There are two different words in this passage that are often translated “blessed”
In verse 42, Elizabeth tells Mary: “You are the most blessed of all women, and blessed is the child you will bear!” the word here is “eulogeo” – and you may be able to hear an English word in there: eulogy
For us, a eulogy is a term usually reserved for funerals, but it is the time when we talk about the person’s life, from as positive a perspective as possible. This isn’t the time to say, “And he never did pay me that 50 bucks he owed me, the cheapskate!” It may be true, but that’s just not what you say in a eulogy!
The word isn’t as specific in the Greek – it’s not just something you say at a funeral -- but it can mean to praise, or to speak well of, to honor. So Elizabeth is saying, “You and that baby are just going to be the most honored people on the planet.”

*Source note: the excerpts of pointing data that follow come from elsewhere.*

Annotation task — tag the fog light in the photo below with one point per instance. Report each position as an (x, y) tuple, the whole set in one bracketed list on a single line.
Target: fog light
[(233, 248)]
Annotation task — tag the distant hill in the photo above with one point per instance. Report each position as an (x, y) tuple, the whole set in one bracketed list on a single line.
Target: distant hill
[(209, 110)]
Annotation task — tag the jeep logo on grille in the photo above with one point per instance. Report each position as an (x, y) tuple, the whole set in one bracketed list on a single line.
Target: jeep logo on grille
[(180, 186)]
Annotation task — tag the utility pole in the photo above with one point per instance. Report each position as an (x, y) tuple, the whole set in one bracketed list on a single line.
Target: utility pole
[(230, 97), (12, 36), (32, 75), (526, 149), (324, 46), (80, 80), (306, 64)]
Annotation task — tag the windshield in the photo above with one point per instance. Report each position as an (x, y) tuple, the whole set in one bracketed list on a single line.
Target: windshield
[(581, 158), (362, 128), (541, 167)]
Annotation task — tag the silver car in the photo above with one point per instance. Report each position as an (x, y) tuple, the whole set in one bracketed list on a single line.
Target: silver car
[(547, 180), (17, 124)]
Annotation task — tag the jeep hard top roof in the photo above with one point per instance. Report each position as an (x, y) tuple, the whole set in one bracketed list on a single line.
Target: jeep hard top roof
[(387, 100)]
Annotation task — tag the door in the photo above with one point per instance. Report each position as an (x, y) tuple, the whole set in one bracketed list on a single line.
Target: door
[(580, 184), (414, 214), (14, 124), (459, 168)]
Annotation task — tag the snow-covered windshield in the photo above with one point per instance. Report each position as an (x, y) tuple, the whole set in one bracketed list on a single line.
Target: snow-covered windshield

That may not have been what this unwed pregnant teenager was feeling that moment. Especially after a 3 or 4 day trek through the hills of Judea
Eventually Elizabeth’s words would come true, but they probably didn’t feel true for Mary at that moment.

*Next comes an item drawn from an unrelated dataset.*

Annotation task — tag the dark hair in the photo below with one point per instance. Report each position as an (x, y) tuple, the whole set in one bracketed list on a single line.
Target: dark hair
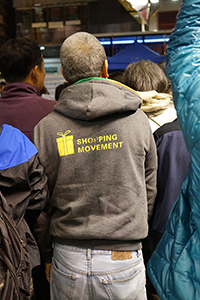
[(2, 83), (162, 65), (17, 58), (145, 76)]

The other word for blessed is used in verse 45, where Elizabeth says, “Blessed is she who has believed that what the Lord has said to her will be accomplished!” [NIV]
This time Luke doesn’t use “eulogeo”
He uses a word that has less to do with the words and opinions of others and more to do with being favored by God, and having the heart and attitude of one who knows that favor.
The Good News Bible translates it: “How happy you are to believe that the Lord’s message to you will come true!”
I think it indicates a pervasive joy regardless of circumstances
Elizabeth is saying, “Mary, when you grab hold of God’s promises and believe them, there is a joy that is going to sustain you through this!”
Elizabeth was not speaking abstractly, but on the basis of her own experience.She’s saying, “Oh honey! I know how you may feel. I know there’s gonna’ be hard times. But when you trust Him, when you take God at His word, when you cast all your cares on Him, you’re gonna have JOY!
May we learn from Elizabeth what I believe Mary learned from her: To look at life with the eyes of faith – expecting to see Him at work
To trust His Word more than even our own eyes
And to experience the joy that true faith will truly bring.